“Acabar com contrabandistas e barcos”, tem constantemente afirmado Richi Sunak (primeiro-ministro do Reino Unido) e responsáveis do Governo voltam a enfatizá-lo ao comentar a recente tragédia. Bem, a forma é simples: basta que sejam concedidas passagens seguras.
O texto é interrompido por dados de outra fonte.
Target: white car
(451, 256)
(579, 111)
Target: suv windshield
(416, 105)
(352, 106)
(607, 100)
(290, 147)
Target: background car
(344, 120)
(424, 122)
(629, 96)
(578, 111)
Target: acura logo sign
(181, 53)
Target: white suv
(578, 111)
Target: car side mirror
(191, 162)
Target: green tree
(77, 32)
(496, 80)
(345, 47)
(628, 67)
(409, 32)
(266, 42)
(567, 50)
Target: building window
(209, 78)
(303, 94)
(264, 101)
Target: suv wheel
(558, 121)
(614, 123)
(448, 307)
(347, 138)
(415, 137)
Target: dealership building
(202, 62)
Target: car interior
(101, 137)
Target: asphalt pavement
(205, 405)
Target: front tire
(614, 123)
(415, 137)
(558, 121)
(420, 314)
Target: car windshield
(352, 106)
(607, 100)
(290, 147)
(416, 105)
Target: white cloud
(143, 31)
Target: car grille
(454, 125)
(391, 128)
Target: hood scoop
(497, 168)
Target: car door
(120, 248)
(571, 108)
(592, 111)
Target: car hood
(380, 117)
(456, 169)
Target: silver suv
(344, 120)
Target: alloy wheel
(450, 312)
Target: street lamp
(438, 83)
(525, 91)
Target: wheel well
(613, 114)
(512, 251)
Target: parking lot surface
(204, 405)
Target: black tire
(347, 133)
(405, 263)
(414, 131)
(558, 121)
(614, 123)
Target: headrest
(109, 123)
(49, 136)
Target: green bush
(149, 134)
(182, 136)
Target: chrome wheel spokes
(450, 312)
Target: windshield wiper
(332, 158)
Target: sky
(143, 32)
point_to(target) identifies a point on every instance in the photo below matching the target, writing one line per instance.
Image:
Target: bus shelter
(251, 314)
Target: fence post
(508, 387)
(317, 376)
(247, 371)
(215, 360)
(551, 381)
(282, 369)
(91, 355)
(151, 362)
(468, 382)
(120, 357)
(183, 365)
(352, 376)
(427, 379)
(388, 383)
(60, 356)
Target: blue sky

Foto retirada do site da ONG Utopia 56
Neste fim-de-semana, mais um barco, mais sonhos, mais vidas destruídas, mais famílias a chorar a morte dos seus entes queridos pela desesperada busca de paz, harmonia e subsistência, que os leva a pagar, a dar tudo o que têm em muitos casos, a contrabandistas aceitando as condições mais arriscadas em barcos de borracha rumo ao Reino Unido.
Seis pessoas morreram e dez estão desaparecidas na sequência de mais um naufrágio no Canal da Mancha, na madrugada de 12 de Agosto.
No rescaldo da Jornada Mundial da Juventude, católicos e outras pessoas atentas têm ainda em mente as palavras do Papa Francisco (no encontro com as autoridades e sociedade civil no dia 2 de Agosto 2023):
Europa do arame farpado, (…) apetece perguntar-lhe: Para onde navegas, se não ofereces percursos de paz? (…) [é] prioritário defender a vida humana, posta em risco por derivas utilitaristas que a usam e descartam, a cultura da morte. (…) dificuldade de acolher, proteger, promover e integrar quem vem de longe e bate às nossas portas.”
“Acabar com contrabandistas e barcos”, tem constantemente afirmado Richi Sunak (primeiro-ministro do Reino Unido) e responsáveis do Governo voltam a enfatizá-lo ao comentar a recente tragédia. Bem, a forma é simples: basta que sejam concedidas passagens seguras.
A crise na Ucrânia mostrou que tanto França como Reino Unido são capazes de o fazer. Não foram necessários contrabandistas, barcos de borracha ou mortes, apenas viagens de comboio ou avião. Na Europa, a diretiva de proteção temporária da União Europeia estende o direito a ucranianos a permanecer até 2024. No caso do Reino Unido, foi criado o Ukraine Scheme, Family Scheme e Sponsorship Scheme que no total recebe 18.000 ucranianos.
Síria, Afeganistão, Sudão, Eritreia, Sudão do Sul, Somália, e tantos outros fugindo de guerras, ditaduras, fome extrema, que Scheme ou Directiva tiveram criada para eles? Morte, luto, trauma e feridos foi o que se fez para as pessoas destes países e contextos.
É a raça, cor de pele? Religião? Cultura? O que há de diferente neste sangue humano?
“A fronteira mata e vamos ver mais mortes no Canal se não forem criadas passagens seguras. Os contrabandistas existem por não haver passagens seguras”, diz Axel Gaudinat, coordenador da ONG Utopia 56 que dá apoio aos migrantes em França.
Não são os contrabandistas os culpados, eles apenas lucram com a falta de acção dos governos, criando passagens. O sangue destas mortes no Canal da Mancha está nas mãos do Reino Unido – que investe em “reforço de fronteiras” (polícias, armas, high-tech), muros, em vez de passagens seguras e integração, pontes – e nas mãos da França, que aceita este dinheiro aplicando recursos nacionais para o efeito.
Choremos, oremos, unamos vozes pela humanidade, igualdade e dignidade no Canal da Mancha. Por todos os enlutados e pelos que olham angustiados ainda do lado francês da fronteira ao ver aquele que pode ser também o seu destino da próxima vez que receberem um telefonema do contrabandista e se fizerem ao mar. Por passagens seguras para a Europa e dentro da Europa e pelo fim das mortes inocentes.
Catarina Sá Couto é estagiária do Esquema de Experiência no Ministério Ordenado, da Área de Stepney na Church of England (Comunhão Anglicana).